ステラは小石を2つ拾ってポケットに入れると、ナキの手を取ってクラース村を囲う壁へ近づいた。
門の周りはかがり火がたかれていて、見張りが1人立っている。門番ではなく、あくまで見張り。
今夜の東門は葉物農家の若旦那だ。
ステラはナキを抱きかかえ、かがり火の向こうへと石を放った。
──カツン!コロロ……
「ん?」
旦那の目がかがり火を向いたスキにダッシュ。そしてすかさず、彼の視線の先へ2投め。
──カランカラン……
「何かいるのか?」
若旦那は、かがり火の台から火のついた棒を1本持ち、たいまつ代わりにして暗がりの先を見つめる。
村の中へ駆け込んだステラは、建物の軒や庭木の陰を伝って動く。かがり火が目に映った見張りには見つけにくいだろう。
ここまでする必要があるのかは分からないけど、小さなコミュニティが異物を許さないことを、ステラは知っていた。念には念を、というやつだ。
暗がりを伝いながらリベールの家に向かう。
これでリベールがナキを拒絶するようなら──そんなことはないと思いたいけど──ステラはこの女の子を連れて、メモリア山を離れることまで考えていた。
空の朱がほとんど藍に塗られたころ、ステラは、白いヒゲの老人と住む図書館みたいな家に着いた。
そっと開けた玄関扉から滑りこみ、ピタリと閉めてから、ナキへ小さく「いいよ」と告げる。

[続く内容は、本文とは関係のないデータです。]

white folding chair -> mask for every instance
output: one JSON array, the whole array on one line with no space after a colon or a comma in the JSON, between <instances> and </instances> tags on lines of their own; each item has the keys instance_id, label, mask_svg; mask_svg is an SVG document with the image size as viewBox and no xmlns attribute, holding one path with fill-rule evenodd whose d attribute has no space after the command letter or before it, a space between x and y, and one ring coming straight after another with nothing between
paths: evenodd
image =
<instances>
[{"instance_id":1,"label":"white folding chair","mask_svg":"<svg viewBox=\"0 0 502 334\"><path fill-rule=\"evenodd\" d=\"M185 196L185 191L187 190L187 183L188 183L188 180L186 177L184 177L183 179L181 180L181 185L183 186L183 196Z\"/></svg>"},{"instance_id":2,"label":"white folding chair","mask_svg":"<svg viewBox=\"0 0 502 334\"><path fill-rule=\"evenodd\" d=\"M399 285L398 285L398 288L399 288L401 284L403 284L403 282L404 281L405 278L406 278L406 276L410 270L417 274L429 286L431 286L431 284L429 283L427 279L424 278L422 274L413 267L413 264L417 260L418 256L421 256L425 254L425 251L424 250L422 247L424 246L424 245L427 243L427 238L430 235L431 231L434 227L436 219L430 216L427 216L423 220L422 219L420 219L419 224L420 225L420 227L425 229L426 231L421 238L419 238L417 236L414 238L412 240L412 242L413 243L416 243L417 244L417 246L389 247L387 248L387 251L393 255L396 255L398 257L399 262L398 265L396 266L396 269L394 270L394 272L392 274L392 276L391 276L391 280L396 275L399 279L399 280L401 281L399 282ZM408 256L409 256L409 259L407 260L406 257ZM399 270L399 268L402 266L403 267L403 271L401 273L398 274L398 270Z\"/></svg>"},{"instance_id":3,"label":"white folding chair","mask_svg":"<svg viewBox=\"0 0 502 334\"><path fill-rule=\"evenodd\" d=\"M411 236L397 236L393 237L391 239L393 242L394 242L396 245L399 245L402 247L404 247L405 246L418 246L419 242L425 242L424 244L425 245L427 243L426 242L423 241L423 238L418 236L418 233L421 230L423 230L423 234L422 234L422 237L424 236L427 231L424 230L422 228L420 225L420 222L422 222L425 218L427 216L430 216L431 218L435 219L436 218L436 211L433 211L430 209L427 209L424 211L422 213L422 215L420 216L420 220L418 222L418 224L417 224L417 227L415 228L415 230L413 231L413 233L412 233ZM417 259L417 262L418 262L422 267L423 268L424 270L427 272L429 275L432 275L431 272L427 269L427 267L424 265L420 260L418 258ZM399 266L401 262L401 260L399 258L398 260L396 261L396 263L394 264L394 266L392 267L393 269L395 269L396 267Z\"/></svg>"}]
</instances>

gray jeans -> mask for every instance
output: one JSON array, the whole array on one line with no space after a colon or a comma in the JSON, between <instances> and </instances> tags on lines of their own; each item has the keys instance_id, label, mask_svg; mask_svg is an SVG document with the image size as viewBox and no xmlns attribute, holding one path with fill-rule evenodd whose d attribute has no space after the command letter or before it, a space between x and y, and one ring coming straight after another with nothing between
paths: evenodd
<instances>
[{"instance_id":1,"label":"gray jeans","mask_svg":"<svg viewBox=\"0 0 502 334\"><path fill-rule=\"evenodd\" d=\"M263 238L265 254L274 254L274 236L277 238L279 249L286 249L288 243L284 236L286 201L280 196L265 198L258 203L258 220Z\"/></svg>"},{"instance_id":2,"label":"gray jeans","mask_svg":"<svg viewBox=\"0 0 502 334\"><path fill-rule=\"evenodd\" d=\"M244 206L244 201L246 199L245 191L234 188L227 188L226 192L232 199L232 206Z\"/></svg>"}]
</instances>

ナキは初めて見る本の山に、キョロキョロ、キラキラ、落ち着かない様子だ。
「ただいま。爺さん」
いつもより気持ち抑えた声を投げると、ダイニングから老人リベールが出てきた。
「おかえり。ステラ。客人か?」
白いヒゲのリベールは、ステラの後ろへ目をやる。
「そう。内緒でね。驚かないで聞いてほしいんだけど……」
言いかけたステラを、リベールは手で制した。
「待て。先にやることがあるじゃろ。なあ?」
ステラはリベールの視線を追う。
ステラの背後、ナキのさらに後ろ。
「そうそう。でないとお前、この先タイヘンだぜ?」
いつの日か追ってきたハスキー女が、気配も無く扉にもたれて見下ろしていた。